Open Source Web Reconnaissance with Recon-ng
During a penetration test, a big part of the success in the exploitation phase depends from how good the information gathering was performed. Since this activity, especially when dealing with a huge amount of informations, is time consuming, it is a good idea to rely on tools which make reconnaissance in automated way.
Recon-ng is an incredibly powerful tool for Open Source Intelligence Gathering (OSINT); actually, it is a reconnaissance framework written in Python built with a Metasploit like usage model (we will see what Metasploit is further on, for now it is enough to know that it is the most famous penetration testing framework).

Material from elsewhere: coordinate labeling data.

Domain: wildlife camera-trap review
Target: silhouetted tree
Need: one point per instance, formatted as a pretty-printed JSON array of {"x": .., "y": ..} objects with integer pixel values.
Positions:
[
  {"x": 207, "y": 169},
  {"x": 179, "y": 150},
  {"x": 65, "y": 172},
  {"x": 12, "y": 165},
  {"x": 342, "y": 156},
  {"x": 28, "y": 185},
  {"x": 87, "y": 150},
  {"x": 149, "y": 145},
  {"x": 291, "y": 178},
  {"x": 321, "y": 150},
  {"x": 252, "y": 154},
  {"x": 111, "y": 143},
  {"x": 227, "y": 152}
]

Reconnaissance is considered as the activity of acquiring open source informations, i.e. available on the Internet, about a target in a passive way (passive reconnaissance); conversely, discovery is the activity which permits to acquire informations by sending packets directly to the target (active reconnaissance). Even if Recon-ng is mainly a passive reconnaissance framework, it includes also some elements for discovery and exploitation.
Installation
Since we will use a lot of tools during the next posts, I highly suggest to set up a Virtual Machine with a Penetration Testing distribution installed on. Personally I use VMware Workstation 12 Player as hypervisor for server and desktop virtualization which is free and can be downloaded from the official website. Regarding operating systems, I use mainly Kali Linux, which is a Debian based distribution. This distro is very useful because it has a pretty good number of tools preinstalled and preconfigured leaving to the user a ready to use PT machine. I will not explain how to set up a VM since you can find a lot of tutorials about that on the web.
Anyway, you can still download Recon-ng on your favorite Linux distribution from author repository using git clone
and installing required dependencies (this is also an option in Kali Linux in case you want the latest version available): https://bitbucket.org/LaNMaSteR53/recon-ng.
Usage
In Kali Linux, we can start Recon-ng in different ways. One is by navigating in the applications menu by clicking on Applications > Information Gathering > recon-ng like shown in the following image:
Same thing can be done by clicking on the “Show application” menu:
Another possibility is launching it by simply opening the Terminal and typing recon-ng
. In any case, we are prompted with the framework banner, version and number of modules for each category:
Modules are the core of the framework and in the current version there are five categories:
- Recon modules - for reconnaissance activities;
- Reporting modules - for reporting results on a file;
- Import modules - for importing values from a file into a database table;
- Exploitation modules - for explotation activities;
- Discovery modules - for discovery activities.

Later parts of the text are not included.